A thin lens refracts light at two surfaces such that parallel rays converge to (or diverge from) a focal point. Converging (convex) lenses have positive focal length and can form real or virtual images; diverging (concave) lenses have negative focal length and always form virtual, upright, reduced images. The three principal rays for lenses parallel the rays used for mirrors: parallel ray, focal ray, and central ray through the optical center.
Use a converging lens to project an image of a distant window onto a sheet of paper and measure f. Then draw ray diagrams for objects at dₒ > 2f, dₒ = 2f, f < dₒ < 2f, and dₒ < f, tabulating image properties systematically.
You already know from refraction that light bends when it crosses from one medium into another, with the bending angle determined by Snell's law and the refractive indices involved. A lens is simply two curved refracting surfaces working together to redirect light in a controlled and predictable way. The thin lens approximation treats both surfaces as coincident — valid when lens thickness is much smaller than its focal length — which lets us ignore the small displacement between entry and exit refractions and treat the whole lens as a single, instantaneous bending element.
The defining concept is the focal point. For a converging lens (thicker at center, like a magnifying glass), all rays arriving parallel to the optical axis are refracted and meet at a single point on the other side — the focal point F. The distance from the lens center to F is the focal length f, which is positive for converging lenses. A diverging lens (thinner at center) bends rays outward, so parallel incoming rays appear to *come from* a focal point on the same side they entered — a virtual focal point, giving a negative focal length.
Ray diagrams give you an exact geometric method for finding image location and properties. Three principal rays are sufficient: (1) a ray entering parallel to the optical axis exits through F on the far side; (2) a ray entering through F on the near side exits parallel to the axis; (3) a ray passing through the optical center is undeviated. Where any two of these rays meet is where the image forms. If they diverge after the lens and only their backward extensions meet, the image is virtual — located on the same side as the object.

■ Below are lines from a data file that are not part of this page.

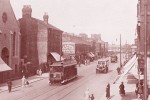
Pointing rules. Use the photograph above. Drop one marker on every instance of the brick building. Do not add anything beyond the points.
(38, 38)
(81, 45)
(143, 30)
(9, 42)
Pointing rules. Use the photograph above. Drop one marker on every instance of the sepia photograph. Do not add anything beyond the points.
(74, 49)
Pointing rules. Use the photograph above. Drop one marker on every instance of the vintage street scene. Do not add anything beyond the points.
(74, 49)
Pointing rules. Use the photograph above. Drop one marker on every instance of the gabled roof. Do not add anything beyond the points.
(47, 25)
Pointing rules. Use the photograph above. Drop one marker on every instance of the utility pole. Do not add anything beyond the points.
(145, 51)
(120, 52)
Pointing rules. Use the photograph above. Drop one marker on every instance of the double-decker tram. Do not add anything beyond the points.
(62, 71)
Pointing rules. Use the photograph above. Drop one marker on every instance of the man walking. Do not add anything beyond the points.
(9, 85)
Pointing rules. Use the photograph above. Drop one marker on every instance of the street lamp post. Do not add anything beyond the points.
(120, 52)
(145, 52)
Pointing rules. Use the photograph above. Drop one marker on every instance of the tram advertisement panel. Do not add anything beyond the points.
(68, 47)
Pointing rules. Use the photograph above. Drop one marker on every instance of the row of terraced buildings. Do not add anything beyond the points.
(26, 43)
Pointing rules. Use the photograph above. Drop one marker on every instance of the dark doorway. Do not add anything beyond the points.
(5, 57)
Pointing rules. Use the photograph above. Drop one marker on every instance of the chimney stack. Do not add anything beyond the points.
(26, 11)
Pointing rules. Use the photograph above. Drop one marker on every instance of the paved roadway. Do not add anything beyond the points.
(73, 90)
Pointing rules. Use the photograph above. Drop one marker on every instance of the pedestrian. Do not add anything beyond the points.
(23, 81)
(92, 97)
(140, 90)
(37, 71)
(118, 70)
(121, 87)
(108, 91)
(87, 94)
(40, 72)
(9, 83)
(27, 82)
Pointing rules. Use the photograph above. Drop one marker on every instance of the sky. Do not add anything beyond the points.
(110, 18)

For a converging lens, image character depends sharply on object distance relative to f. With the object beyond 2f, the image is real, inverted, and reduced. Between f and 2f, it's real, inverted, and magnified — the configuration used in projectors. Inside f, rays diverge after the lens, and you see a virtual, upright, magnified image on the same side as the object — exactly how a magnifying glass works. A diverging lens, by contrast, always produces virtual, upright, reduced images regardless of object distance; since it never converges rays to a point, it can never form a real image. This is a firm rule worth memorizing: diverging lens → virtual image, always.